A major impact of the work of the Sibbett group has been one of influence. A study in 2010 of emerging ultrahigh intensity laser facilities shows that there was more than $4.5 Bn of activities under development between then and 2015 and more than half of these are based on technology directly developed within PHYESTA [S4]. Notably, many major companies and individuals have highlighted the importance of the work in the 1 f06dm and 2 f06dm spectral regions from 2000 onwards and in diode-pumped femtosecond lasers to product development [F1, F3-5]. [text removed for publication].

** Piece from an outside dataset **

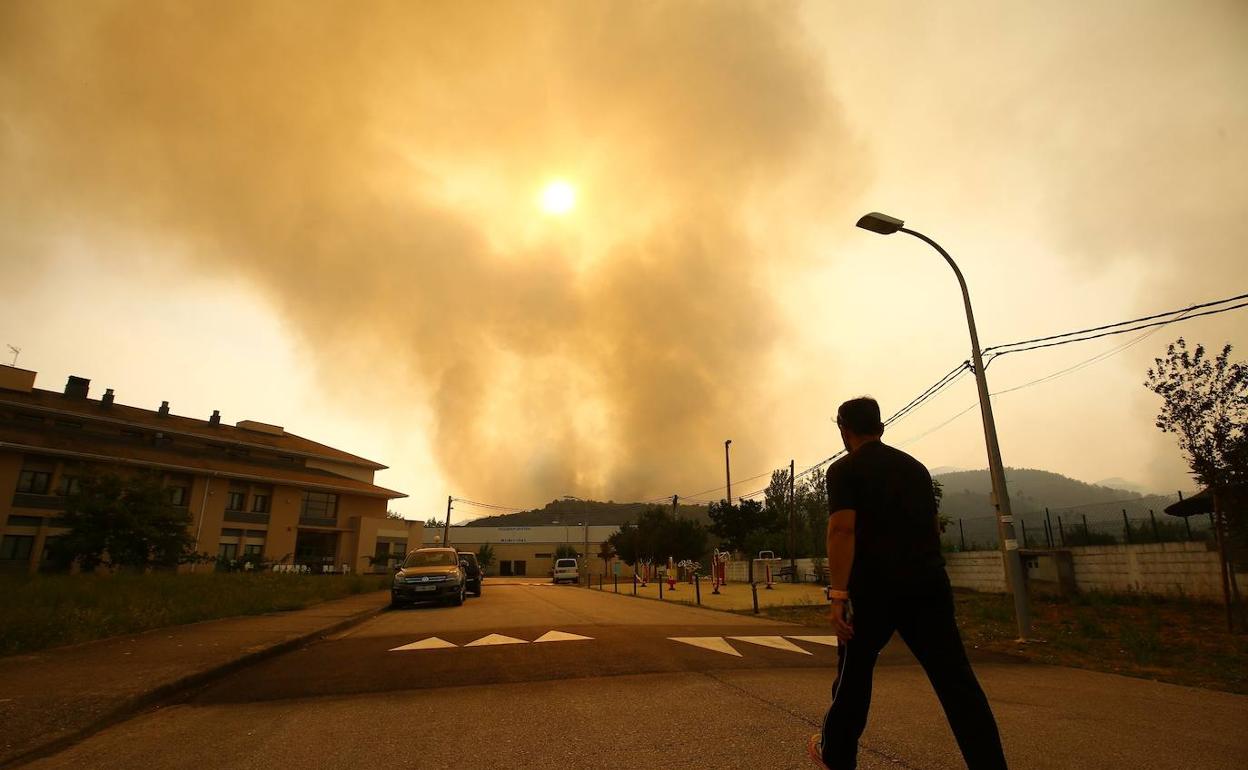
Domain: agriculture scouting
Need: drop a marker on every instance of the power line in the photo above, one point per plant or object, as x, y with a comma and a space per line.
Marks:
1098, 328
999, 353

A 2008 survey showed that the ultrafast laser market was worth approximately $260M annually with a predicted year-on-year growth of up to 30% [S4]. Many of the developments in this field have been influenced and underpinned by the work of the Sibbett Group that retains a place of major world influence within the field both through its historic and on-going research. [F1-5]

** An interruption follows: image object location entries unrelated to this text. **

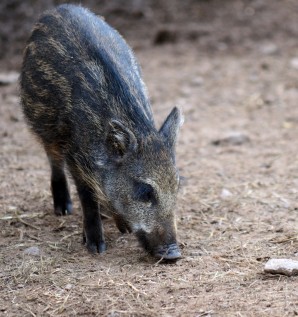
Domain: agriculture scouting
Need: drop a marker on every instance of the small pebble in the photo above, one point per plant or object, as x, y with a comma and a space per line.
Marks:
68, 286
294, 63
225, 194
269, 49
35, 251
282, 266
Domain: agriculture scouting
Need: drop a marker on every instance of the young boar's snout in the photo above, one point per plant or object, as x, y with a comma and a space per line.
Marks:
160, 243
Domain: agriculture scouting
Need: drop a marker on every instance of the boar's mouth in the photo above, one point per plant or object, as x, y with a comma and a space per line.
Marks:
166, 251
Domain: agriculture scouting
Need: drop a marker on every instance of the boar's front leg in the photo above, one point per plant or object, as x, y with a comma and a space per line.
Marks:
93, 230
60, 192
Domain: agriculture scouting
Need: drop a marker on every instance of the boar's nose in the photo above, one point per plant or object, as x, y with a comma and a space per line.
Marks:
168, 252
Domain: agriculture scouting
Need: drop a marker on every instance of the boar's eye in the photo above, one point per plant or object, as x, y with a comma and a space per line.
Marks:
144, 192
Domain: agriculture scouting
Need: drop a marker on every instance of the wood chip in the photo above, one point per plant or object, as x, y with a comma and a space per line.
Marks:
282, 266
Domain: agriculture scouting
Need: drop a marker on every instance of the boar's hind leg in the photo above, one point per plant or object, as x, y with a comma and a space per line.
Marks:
60, 192
93, 229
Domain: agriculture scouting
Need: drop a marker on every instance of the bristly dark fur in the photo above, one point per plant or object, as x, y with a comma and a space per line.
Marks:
83, 96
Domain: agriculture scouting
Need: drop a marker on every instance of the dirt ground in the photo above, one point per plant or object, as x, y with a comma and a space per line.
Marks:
232, 66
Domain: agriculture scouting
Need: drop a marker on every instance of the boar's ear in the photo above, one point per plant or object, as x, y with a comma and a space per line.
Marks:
120, 140
170, 128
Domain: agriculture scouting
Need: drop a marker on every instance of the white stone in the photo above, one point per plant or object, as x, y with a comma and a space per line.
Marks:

Sources to corroborate the impact

[F1] Factual statement provided by CEO Femtolasers.
Corroborates continued impact of research on company directions and overall underpinning importance of the group’s research.
Factual statement provided by Director of Marketing – Scientific Market Segment, Coherent.
Corroborates importance of research in opening up new fields for industrial and commercial applications.
[F3] Factual statement provided by Advanced R&D Manager, Newport Spectra-Physics.
Corroborates overall importance of research to the technology field.
[F4] [Redacted Text]
[F5] [Redacted Text]
[S1] “Femto LDV Z Models”, Special Supplement to Cataract and Refractive Surgery Today, September 2012.
Corroborates femtosecond lasers in commercial eye surgery equipment.
[S2] www.intralasefacts.com
Corroborates number of patients who have undergone IntraLase surgery.
[S3] www.laserfocusworld.com/articles/print/volume-36/issue-1/features/commercial-technology-achievement-awards-judges-name-2000-cta-award-winners.html
Corroborates industry prize award for commercialised autocorrelator device.
[S4] www.laserfocusworld.com/articles/oer/print/volume-15/issue-12/features/ultrafast-market-is-the-silver-lining.html
Corroborates market predictions for ultrafast lasers.